REPUBLIKA.CO.ID, JAKARTA— Hukuman potong tangan akibat tindakan mencuri ternyata pernah berlaku juga sebelum Islam datang.
وَالسَّارِقُ وَالسَّارِقَةُ فَاقْطَعُوا أَيْدِيَهُمَا جَزَاءً بِمَا كَسَبَا نَكَالًا مِنَ اللَّهِ ۗ وَاللَّهُ عَزِيزٌ حَكِيمٌ “Adapun orang laki-laki maupun perempuan yang mencuri, potonglah tangan keduanya (sebagai) balasan atas perbuatan yang mereka lakukan dan sebagai siksaan dari Allah. Dan Allah Mahaperkasa, Mahabijaksana. (QS Al Maidah: 38)
Abdurrahman bin Muada al-Bakri, seorang profesor studi Alquran dari Arab Saudi, menjelaskan di saluran YouTube resmi Tafseer Center, makna "nakalan" adalah hukuman jera yang menghalangi tindankan pengulangan penyerang dan menghalangi orang lain.
Al Bakri menambahkan, hukuman itulah yang membuat pelaku jera, dan siapapun yang menghendaki atau membujuk dirinya untuk melakukan perbuatan tersebut akan terhindar dari hukuman jika melihat hukuman tersebut, dan jika seseorang mencuri tangannya akan dipotong.
Al Bakri mengatakan, Allah SWT menyebut hukuman ini ganjaran atas apa yang mereka lakukan, dan itu juga mencegah pencuri melakukan tindakan ini lagi dan sebagai pencegah orang lain.
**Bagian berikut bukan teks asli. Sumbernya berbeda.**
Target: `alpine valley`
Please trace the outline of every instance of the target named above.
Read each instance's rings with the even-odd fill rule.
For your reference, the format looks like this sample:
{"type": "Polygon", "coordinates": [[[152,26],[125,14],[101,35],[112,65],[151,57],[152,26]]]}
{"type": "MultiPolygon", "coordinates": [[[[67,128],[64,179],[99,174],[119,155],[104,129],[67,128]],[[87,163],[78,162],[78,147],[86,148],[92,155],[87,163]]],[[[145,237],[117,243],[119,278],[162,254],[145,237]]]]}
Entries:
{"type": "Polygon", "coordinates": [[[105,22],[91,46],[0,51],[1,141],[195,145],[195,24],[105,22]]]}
Jangan sampai dia terjerumus ke dalam pencuri ini.
Al Bakri menambahkan bahwa Allah menyebutkan "nakalan" di beberapa tempat lain, termasuk perkataannya, “Kami memiliki siksaan dan neraka.” Dan rantai adalah rantai yang dengannya mereka terikat.
Ibnu Katsir dalam penafsirannya menunjukkan bahwa pemotongan tangan telah berlangsung sejak masa jahiliyah. Setelah Islam datang hukuman ini disempurnakan dengan syarat-syarat lain, seperti sumpah, diyat, dan pinjaman, dan hal-hal lain yang sesuai dengan syariat.
Ibnu Katsir menjelaskan orang yang pertama mendapat hukuman potongan tangan di masa jahiliyah adalah Duwaik, dari Bani Malih bin Amr dari Khuza'a yang telah mencuri harta karun Ka’bah.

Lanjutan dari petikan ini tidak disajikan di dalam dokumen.